Fin qui tutto bene, o almeno non troppo male.
Ma si leva la voce dei vescovi.
Il Consiglio permanente della Conferenza Episcopale Portoghese (CEP) ha pubblicato una Nota pastorale in cui lancia un appello ai fedeli perché respingano la liberalizzazione dell’aborto nel referendum che si svolgerà prossimamente.
Ci auguriamo che i fedeli siano anche cittadini, e che prevalga questa appartenenza piuttosto che una adesione all’invito osceno della Conferenza Episcopale, che prosegue con la presunta spiegazione dell’appello.
Davanti a questa situazione, i Vescovi del Portogallo ricordano nella loro Nota che “per i fedeli cattolici, l’aborto indotto è un peccato grave, perché è una violazione del 5º comandamento: non uccidere, anche quando sia legalmente permesso”. Affermano inoltre che l’aborto non “è esclusivamente una questione di morale religiosa, perché questo attacca i valori universali di rispetto della vita”.
“La legalizzazione non è la strada adeguata per risolvere il dramma dell’aborto clandestino” sottolineano i Vescovi, in quanto crea più traumi nel cuore della donna.
Naturalmente l’identificazione embrione-persona non richiede da parte dei vescovi alcuna dimostrazione. È così, è un dogma, che vogliamo dimostrare? Se è una questione morale, poi, dovrebbe essere lasciata ai singoli: chi accetta tale morale può sempre scegliere di non abortire anche in presenza di una legalizzazione.
Ma questo non basta i vescovi, che si attaccano ai valori universali (?). E non ancora contenti sostengono, ancora senza alcun dato, che non si risolverebbe il dramma dell’aborto clandestino. Perché? Perché il cuore della donna sarebbe straziato dall’aborto. Dunque, che sia straziato anche il loro corpo, affidato ad interventi rischiosi e senza alcuna garanzia sanitaria.
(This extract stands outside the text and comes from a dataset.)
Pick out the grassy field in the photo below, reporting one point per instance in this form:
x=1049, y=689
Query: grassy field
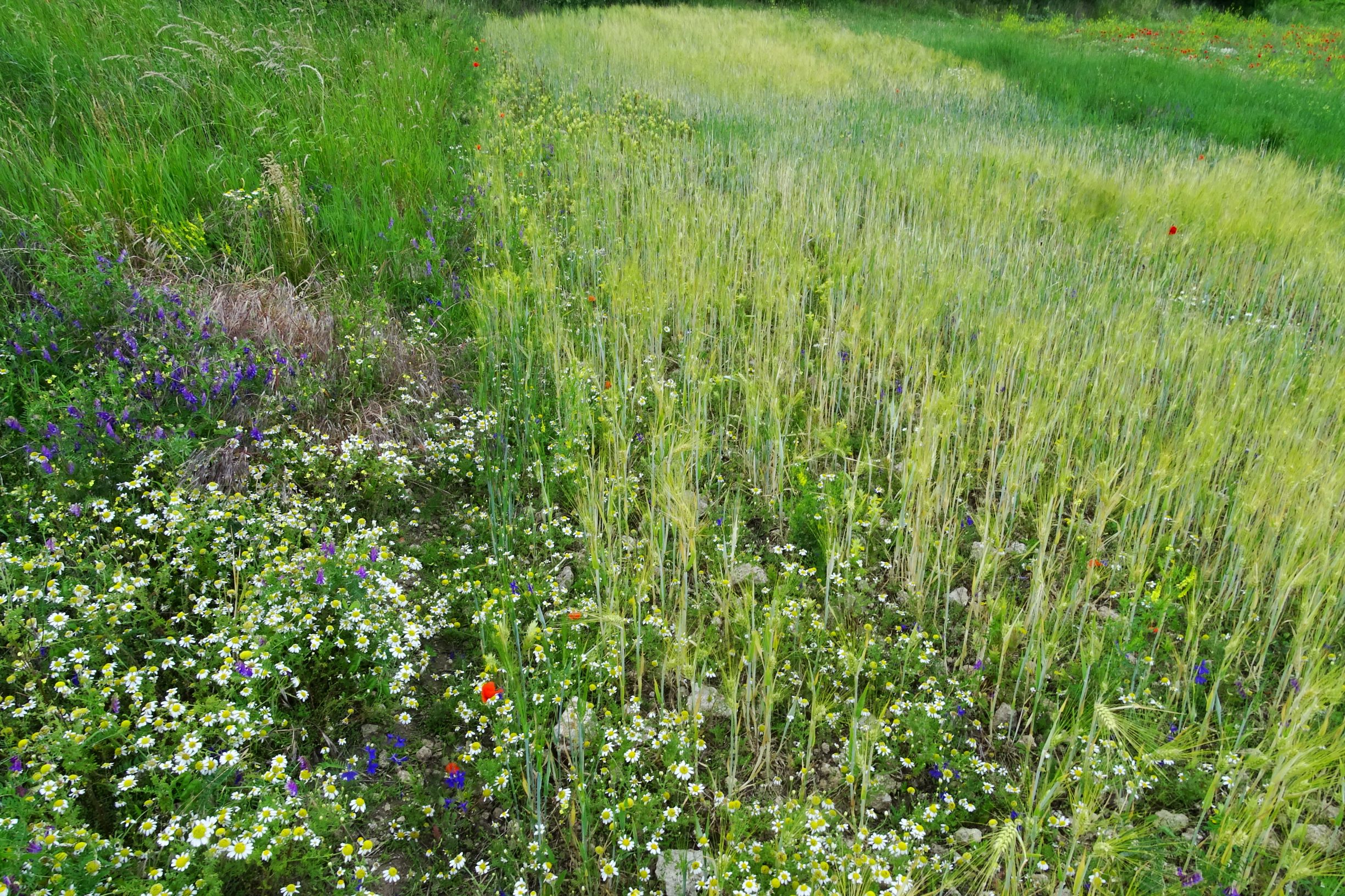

Inoltre “l’aborto non è un diritto della donna, perché nessuno ha il diritto di decidere se un essere umano deve vivere o no”. La Nota si conclude con un appello a tutti i fedeli ed a quanti condividono questa visione della vita, affinché si sforzino di illuminare le coscienze della gente e continuino a lavorare nella difesa della vita.
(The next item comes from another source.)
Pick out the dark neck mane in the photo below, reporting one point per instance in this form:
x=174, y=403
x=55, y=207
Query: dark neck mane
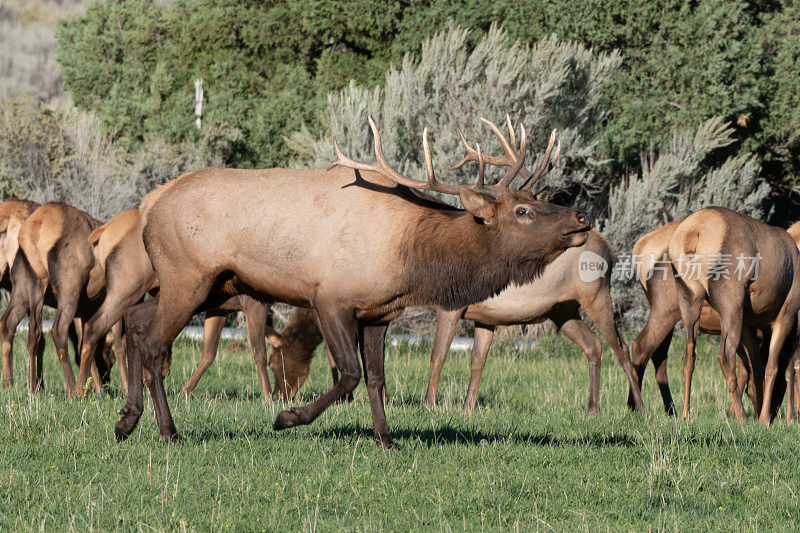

Il Patriarca di Lisbona, Card. José da Cruz Policarpo, ha emesso un comunicato in cui puntualizza le dichiarazioni contenute nella Nota, chiarendo che non ha fatto nessun appello all’astensione, desiderando invece la partecipazione al referendum di tutti i membri della Chiesa e di tutti quelli che desiderano difendere la vita. Il Cardinale ricorda che “la condanna dell’aborto non è una questione religiosa ma di etica fondamentale. Si tratta di un valore universale, il diritto alla vita, una esigenza della morale naturale”. “Se la condanna dell’aborto – continua il Porporato – fosse solo esigenza della morale religiosa, i difensori dell’aborto potrebbero argomentare, e lo fanno già, che le leggi di un Stato laico non devono proteggere i precetti religiosi; per loro basta rispettare la libertà di coscienza... Se noi lottiamo per una legge dello Stato che difenda la vita umana dal suo inizio è perché si tratta di un valore universale, di etica naturale e non solo di un precetto della morale religiosa”.
Il Patriarca ricorda ancora che “la questione della dignità della vita umana dal suo inizio, è oggi tanto chiara, perfino dal punto di vista scientifico, che uno degli obiettivi da ottenere, durante il periodo di dibattito e chiarimento è, per lo meno, di suscitare un dubbio in molti che, forse senza avere approfondito questa questione, sarebbero propensi a dire ‘sì’ alla proposta di legge al referendum. Penso soprattutto all’elettorato più giovane”.
Che la dignità della vita umana dal suo inizio sia una questione chiara dal punto di vista scientifico è un argomento tanto insensato da essere grottesco: lo statuto dell’embrione (persona oppure no) è una questione morale e non scientifica. Ma si sa, i vescovi non ci sentono da questo orecchio.
Sempre più, per me, Cristo è soltanto una imprecazione.